In Dostoyevsky’s Crime and Punishment, the protagonist Raskolnikov murders two women and then suffers immense mental anguish as the police trace the crimes to him. (Spoiler alert!) He is justly convicted. But instead of being sentenced to death (as he had expected), he is sentenced to seven years in Siberia.
At the end of the novel, he is serving his time in Siberia, and is joined by his beloved Sonia.
Under his pillow lay the New Testament. He picked it up mechanically; it belonged to (Sonia), the one from which she had read him the resurrection of Lazarus. At the beginning of his exile he had suspected she would bother him with religion, keep talking to him about the Gospels, and shove books at him.

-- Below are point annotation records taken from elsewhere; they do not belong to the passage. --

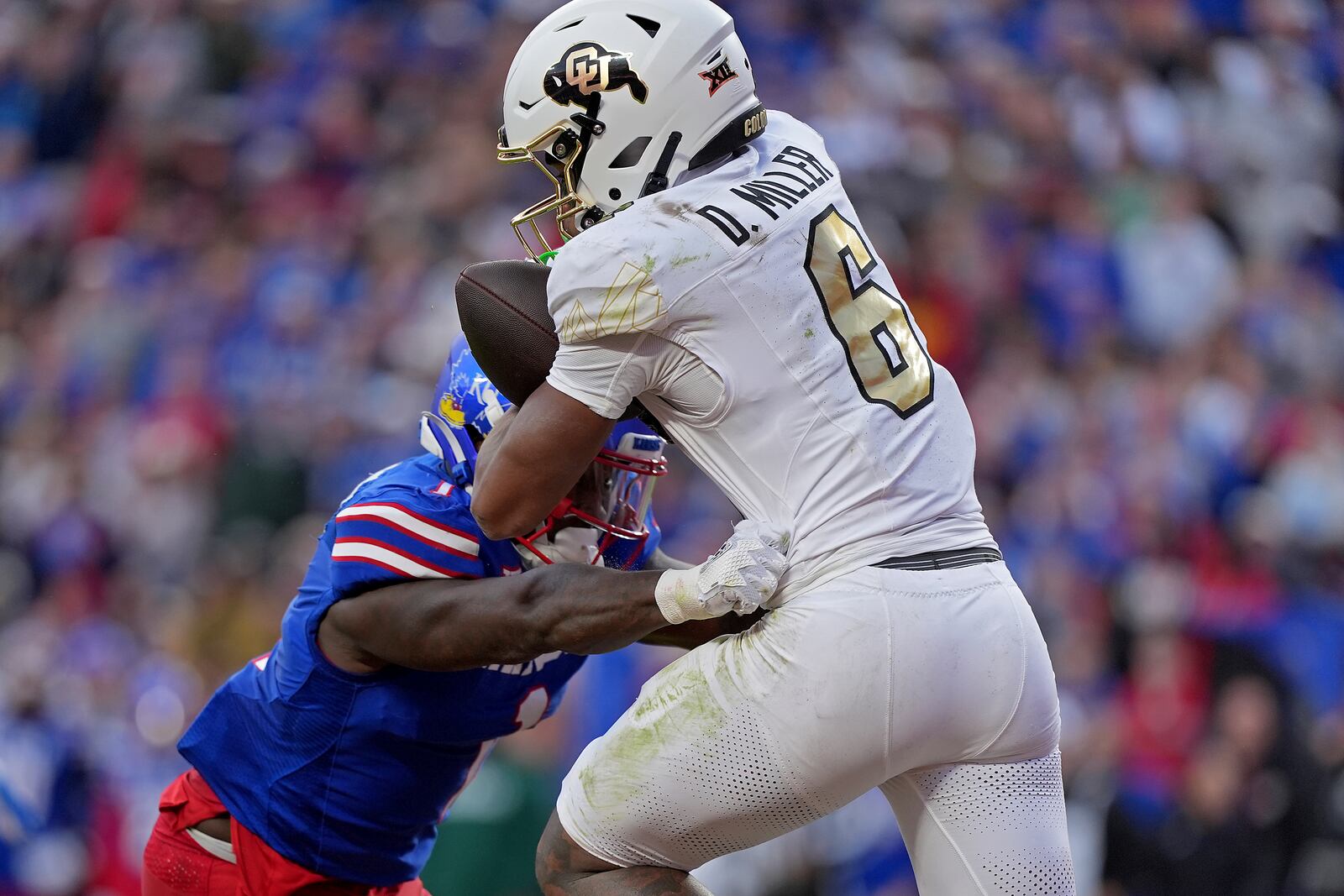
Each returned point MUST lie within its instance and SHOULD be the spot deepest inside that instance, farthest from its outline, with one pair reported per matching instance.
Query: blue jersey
(349, 775)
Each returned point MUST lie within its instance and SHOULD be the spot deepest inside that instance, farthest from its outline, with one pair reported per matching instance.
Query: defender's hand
(739, 577)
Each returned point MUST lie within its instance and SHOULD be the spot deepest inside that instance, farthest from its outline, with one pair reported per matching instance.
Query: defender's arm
(441, 625)
(533, 458)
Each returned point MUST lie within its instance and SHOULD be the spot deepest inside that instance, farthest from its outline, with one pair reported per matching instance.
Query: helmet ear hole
(629, 157)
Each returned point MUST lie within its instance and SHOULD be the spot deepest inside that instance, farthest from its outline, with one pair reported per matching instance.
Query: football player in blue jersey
(412, 647)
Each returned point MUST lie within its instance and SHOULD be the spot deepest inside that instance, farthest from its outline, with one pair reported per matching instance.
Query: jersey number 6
(886, 358)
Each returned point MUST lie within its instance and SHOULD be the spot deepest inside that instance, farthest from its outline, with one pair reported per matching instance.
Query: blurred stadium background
(228, 231)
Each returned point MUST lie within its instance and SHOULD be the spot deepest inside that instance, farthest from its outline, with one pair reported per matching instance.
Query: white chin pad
(647, 448)
(575, 544)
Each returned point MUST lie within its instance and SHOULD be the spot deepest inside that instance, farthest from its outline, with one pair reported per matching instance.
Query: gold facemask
(566, 203)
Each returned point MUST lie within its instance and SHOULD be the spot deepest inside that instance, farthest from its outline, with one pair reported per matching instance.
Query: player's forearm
(444, 626)
(582, 609)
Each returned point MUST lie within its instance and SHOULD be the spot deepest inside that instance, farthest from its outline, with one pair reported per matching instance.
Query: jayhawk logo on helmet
(586, 69)
(450, 409)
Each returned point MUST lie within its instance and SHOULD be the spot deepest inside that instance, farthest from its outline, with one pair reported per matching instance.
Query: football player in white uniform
(719, 275)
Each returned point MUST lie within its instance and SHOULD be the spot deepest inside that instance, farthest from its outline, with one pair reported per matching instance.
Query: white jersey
(745, 308)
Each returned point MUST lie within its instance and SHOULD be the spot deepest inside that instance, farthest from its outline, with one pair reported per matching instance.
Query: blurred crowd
(228, 231)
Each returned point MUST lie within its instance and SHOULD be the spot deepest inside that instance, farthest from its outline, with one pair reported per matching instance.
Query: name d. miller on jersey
(776, 188)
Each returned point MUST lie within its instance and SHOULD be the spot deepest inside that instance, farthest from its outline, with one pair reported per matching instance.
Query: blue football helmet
(615, 495)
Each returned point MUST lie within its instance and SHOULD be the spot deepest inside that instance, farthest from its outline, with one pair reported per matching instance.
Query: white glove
(739, 577)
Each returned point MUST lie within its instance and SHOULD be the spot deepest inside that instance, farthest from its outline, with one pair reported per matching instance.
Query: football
(504, 316)
(503, 311)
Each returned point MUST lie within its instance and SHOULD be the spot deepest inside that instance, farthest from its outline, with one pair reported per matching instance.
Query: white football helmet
(615, 100)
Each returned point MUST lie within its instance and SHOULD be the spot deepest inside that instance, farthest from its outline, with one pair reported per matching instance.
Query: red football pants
(176, 866)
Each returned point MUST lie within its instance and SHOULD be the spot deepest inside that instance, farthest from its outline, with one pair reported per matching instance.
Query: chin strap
(452, 445)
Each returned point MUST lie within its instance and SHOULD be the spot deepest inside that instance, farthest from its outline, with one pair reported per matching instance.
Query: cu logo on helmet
(588, 69)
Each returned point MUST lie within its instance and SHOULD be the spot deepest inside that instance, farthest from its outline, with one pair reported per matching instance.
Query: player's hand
(739, 577)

To his great surprise she did not mention such a thing once and never even offered him the Gospels. He had asked her for the New Testament himself, not long before his illness, and silently she had brought it to him. Since then he had not even opened it.
Nor did he open it now, but he thought: “Can her beliefs not be mine, too? Her feelings and aspirations, at least . . .”
–Dostoyevsky, Crime and Punishment, trans. by Sidney Monas
I’ve always loved the sense of hope in this ending: the murderer who deserved to die is given a chance for a new life and a new beginning. There’s a sense of wonder on his part: could Sonia’s Christian beliefs be his, too? Is redemption possible even for the likes of him . . . and us?